A.M. : Cela m'a toujours attirée, certainement parce qu'enfant, c'était la seule chose que je voyais. J'étais très catholique, j'allais à l'église et les seules peintures, le seul art que je connaissais, c'était les tableaux représentant la Vierge, les vitraux, mon livre de catéchisme, les images pieuses très kitsch; j'adorais ça!

F.-C.P. : On a souvent tendance à dire de ton travail qu'il est un peu morbide. Est-ce que tu le vois comme ça?

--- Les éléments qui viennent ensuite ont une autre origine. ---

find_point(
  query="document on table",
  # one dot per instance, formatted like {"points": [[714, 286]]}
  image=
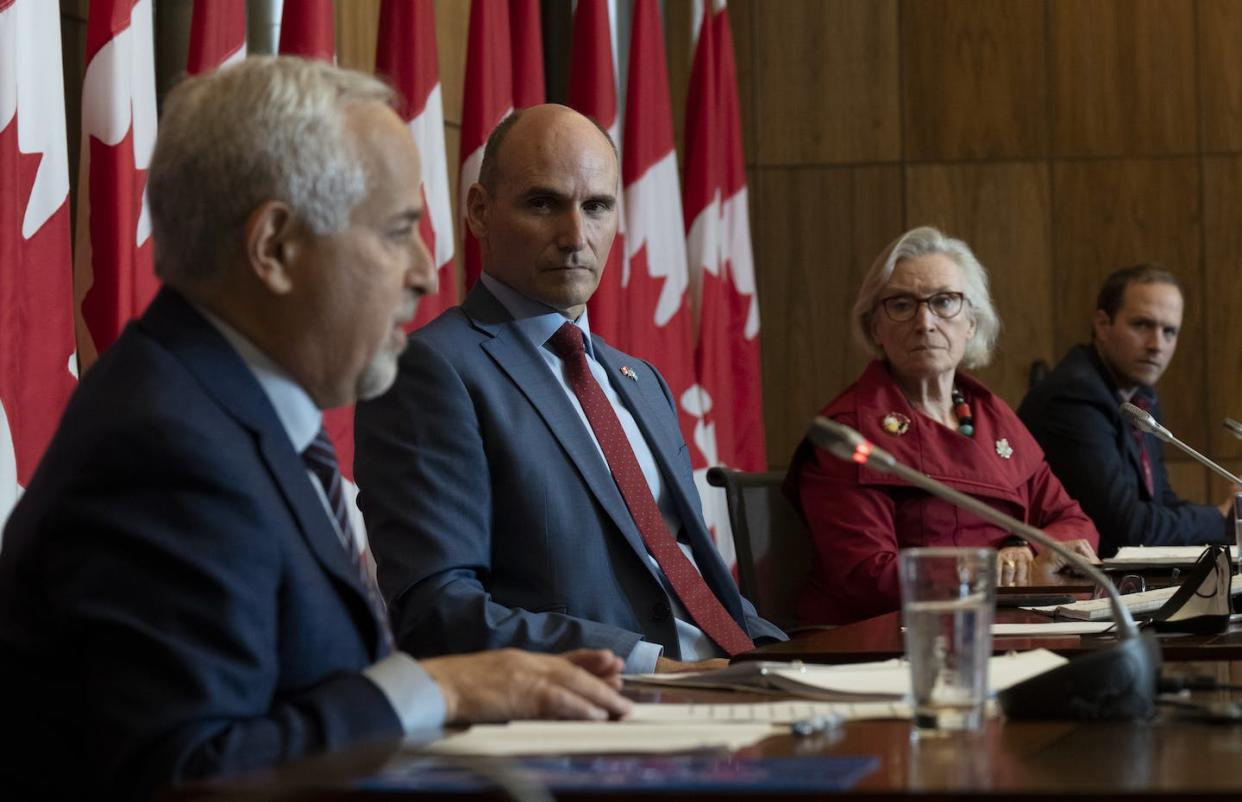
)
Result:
{"points": [[769, 711], [1050, 628], [1158, 556], [600, 738], [855, 682]]}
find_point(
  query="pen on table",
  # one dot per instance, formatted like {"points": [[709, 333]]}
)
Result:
{"points": [[814, 724]]}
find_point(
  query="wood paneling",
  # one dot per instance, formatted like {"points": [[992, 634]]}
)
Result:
{"points": [[1123, 77], [830, 82], [1222, 258], [1187, 478], [975, 80], [1117, 212], [1002, 211], [357, 29], [1220, 30], [821, 230]]}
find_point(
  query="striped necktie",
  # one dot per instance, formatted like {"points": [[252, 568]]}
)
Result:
{"points": [[321, 458], [703, 606]]}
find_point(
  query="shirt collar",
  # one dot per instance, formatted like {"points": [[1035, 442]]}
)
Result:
{"points": [[537, 322], [293, 405]]}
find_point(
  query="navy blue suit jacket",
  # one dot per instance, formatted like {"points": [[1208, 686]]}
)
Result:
{"points": [[1074, 415], [174, 600], [493, 519]]}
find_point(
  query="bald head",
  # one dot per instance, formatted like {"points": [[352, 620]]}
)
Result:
{"points": [[545, 206], [491, 170]]}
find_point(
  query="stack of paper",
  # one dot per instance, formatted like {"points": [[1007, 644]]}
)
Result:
{"points": [[858, 682]]}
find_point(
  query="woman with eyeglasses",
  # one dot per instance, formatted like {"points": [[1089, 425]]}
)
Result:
{"points": [[923, 312]]}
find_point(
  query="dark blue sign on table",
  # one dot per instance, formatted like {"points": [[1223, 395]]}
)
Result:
{"points": [[630, 775]]}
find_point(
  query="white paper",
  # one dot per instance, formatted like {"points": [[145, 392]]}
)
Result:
{"points": [[887, 678], [770, 711], [579, 738], [1158, 555], [1051, 628]]}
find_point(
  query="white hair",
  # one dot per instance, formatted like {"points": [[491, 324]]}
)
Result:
{"points": [[913, 243], [266, 128]]}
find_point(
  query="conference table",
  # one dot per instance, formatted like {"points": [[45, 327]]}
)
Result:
{"points": [[1178, 755]]}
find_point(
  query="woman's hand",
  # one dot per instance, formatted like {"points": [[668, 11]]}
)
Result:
{"points": [[1014, 565], [1052, 563]]}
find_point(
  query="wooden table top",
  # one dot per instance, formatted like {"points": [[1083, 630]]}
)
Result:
{"points": [[1173, 757], [881, 638]]}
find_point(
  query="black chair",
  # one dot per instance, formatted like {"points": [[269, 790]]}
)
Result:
{"points": [[773, 545]]}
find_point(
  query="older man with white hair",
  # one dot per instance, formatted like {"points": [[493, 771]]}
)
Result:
{"points": [[180, 591]]}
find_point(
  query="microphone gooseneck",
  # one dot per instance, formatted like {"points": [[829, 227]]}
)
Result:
{"points": [[1118, 682], [1143, 420]]}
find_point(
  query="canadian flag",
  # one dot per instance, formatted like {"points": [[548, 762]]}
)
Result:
{"points": [[655, 301], [36, 293], [729, 430], [406, 55], [308, 30], [487, 99], [113, 276], [525, 41], [217, 34], [593, 91]]}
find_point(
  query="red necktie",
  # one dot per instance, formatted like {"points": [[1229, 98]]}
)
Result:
{"points": [[1143, 404], [693, 592], [321, 457]]}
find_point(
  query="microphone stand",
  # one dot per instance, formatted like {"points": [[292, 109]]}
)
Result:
{"points": [[1148, 423], [1117, 683]]}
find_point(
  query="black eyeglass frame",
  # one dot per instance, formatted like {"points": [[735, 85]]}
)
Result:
{"points": [[927, 299]]}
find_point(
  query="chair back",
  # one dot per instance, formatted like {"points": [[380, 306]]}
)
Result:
{"points": [[771, 541]]}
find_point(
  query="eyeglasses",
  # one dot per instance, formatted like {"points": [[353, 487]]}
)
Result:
{"points": [[902, 308]]}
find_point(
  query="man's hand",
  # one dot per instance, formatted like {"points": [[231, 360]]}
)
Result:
{"points": [[512, 684], [1052, 563], [668, 666]]}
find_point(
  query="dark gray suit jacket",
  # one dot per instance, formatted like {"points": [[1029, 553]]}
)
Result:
{"points": [[1074, 415], [174, 600], [492, 517]]}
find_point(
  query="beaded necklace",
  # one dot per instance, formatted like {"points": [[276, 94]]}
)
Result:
{"points": [[961, 410]]}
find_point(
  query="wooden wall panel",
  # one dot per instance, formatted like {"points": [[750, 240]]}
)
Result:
{"points": [[1189, 479], [975, 80], [1004, 212], [744, 22], [1110, 214], [1222, 258], [1217, 488], [820, 230], [357, 30], [1123, 77], [1220, 30], [830, 82]]}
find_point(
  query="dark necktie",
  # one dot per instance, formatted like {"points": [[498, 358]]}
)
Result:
{"points": [[693, 592], [321, 458], [1143, 404]]}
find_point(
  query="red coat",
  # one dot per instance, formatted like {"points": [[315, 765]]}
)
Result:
{"points": [[860, 518]]}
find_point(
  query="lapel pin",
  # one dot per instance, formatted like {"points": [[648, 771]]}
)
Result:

A.M. : Il est certain que le corps revient constamment dans mon travail, mais c'est la seule chose que nous possédons toute la vie durant et il faut faire avec. Je suis toujours surprise de constater à quel point les gens peuvent trouver ce que je fais morbide, alors qu'en fait, je joue sur deux plans : ce côté tragique, un peu morbide ou dur, et les petites images légères ou drôles. Cela correspond à une réalité de la vie à la fois tragique et comique. Curieusement, j'ai remarqué qu'entre les ex- voto qui représentent les fragments d'un corps «miraculé», mais qui a été en souffrance, et les gros plans amoureux, on parlait le même langage; c'est presque la même vision du corps en fragments grossis, isolés... Comme les fragments d'un discours amoureux.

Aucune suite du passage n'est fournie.